Included in this ever ongoing party of physiological processes beneath your awareness, or consciousness, are all of your brain’s functions, including language, proprioception (sense of your body and it’s position), emotional responses, etc., etc. There is, of course, no clear dividing line between physical and mental processes, and we are blissfully unaware of the overwhelmingly vast majority of them.
Now, specifically regarding behaviours. Most of our behaviours seem to be picked up unconsciously from our environment. Perhaps we are born with the tendency toward some behaviours, the jury is still out on that regard, but whether nature or nurture, the acquisition of behaviour is predominantly unconscious. How many times, as we mature, do we marvel at how much our behaviours (particularly speech patterns) resemble our parent’s patterns, often in spite of our best efforts. These are behaviours we unconsciously picked up from our environment as we developed.
What then, is our conscious mind, and what is it’s scope? What’s left?
Research has repeatedly shown that we can generally only be aware of, or conscious of, seven plus or minus two pieces of information at any one time. As glorious as our conscious mind is, it is so severely limited in the volume of information it can handle, that, in most cases, it is unable to have much of an effect on our overall behaviour. Our conscious mind can manage momentary adjustments of behaviour at best. In fact, I suggest that the main purpose of the conscious mind is to handle the necessary small bits of information we receive just until we can process them into our much more able ‘unconscious mind’.
In fact, think about how we learn new things. Take riding a bike, for example. At first, when we climb on that wobbly two wheeled device, we have more things to attend to than we could possibly consciously handle—balance, speed, avoiding oncoming obstacles, and so on. We end up falling down a lot. However, we keep at it, and one day, success! We can climb on the bike and ride, virtually without a conscious thought about balance, speed, avoiding obstacles, and all of those other innumerable matters connected with bike riding. We say we’ve learned to ride a bike. What we mean is, riding a bike is now an unconscious behaviour, and our conscious mind is free to think of other things while we ride.
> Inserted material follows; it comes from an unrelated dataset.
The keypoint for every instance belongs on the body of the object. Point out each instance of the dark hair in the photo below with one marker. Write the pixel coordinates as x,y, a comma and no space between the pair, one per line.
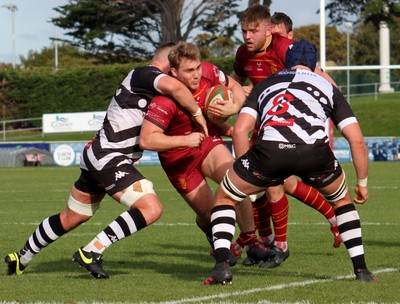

Once we learn something, once it becomes accepted as an unconscious behaviour, it usually stays with us for life. That’s a wonderful thing for habits like bike riding and learning to read. It sometimes becomes a bit of a problem when we have learned behaviours like smoking or phobic responses. It seems as though, once a behaviour is learned, we unconsciously assign a value to it (we did, after all, work hard to learn to smoke for whatever reason we had at the time). To later try to change that learned habit challenges those initial reasons and values, and seems to violate the integrity of the unconscious. Trying to consciously change a habit, like smoking, is like trying to swim upstream against an overwhelming current. With smoking, in my experience, the habit is much more difficult to break than the chemical addiction.
Hypnosis to the rescue.
There is one method of interpersonal communication that does allow access to the normally unavailable unconscious processes, and that method is hypnosis. Hypnosis simply creates a doorway to the unconscious part of our mind. A qualified hypnotist can establish communication with the part of your unconscious mind that maintains the habitual behaviour you want to change. Sometimes through simple suggestion (new information) and sometimes through a more complex conversation with that unconscious part of your mind/body that controls the problematic habit, a hypnotist can literally change the course of that mighty unconscious river. Once that occurs, change results as easily as floating downstream on a sun-drenched inner tube.
Hypnosis is that “Holy Grail” of personal change.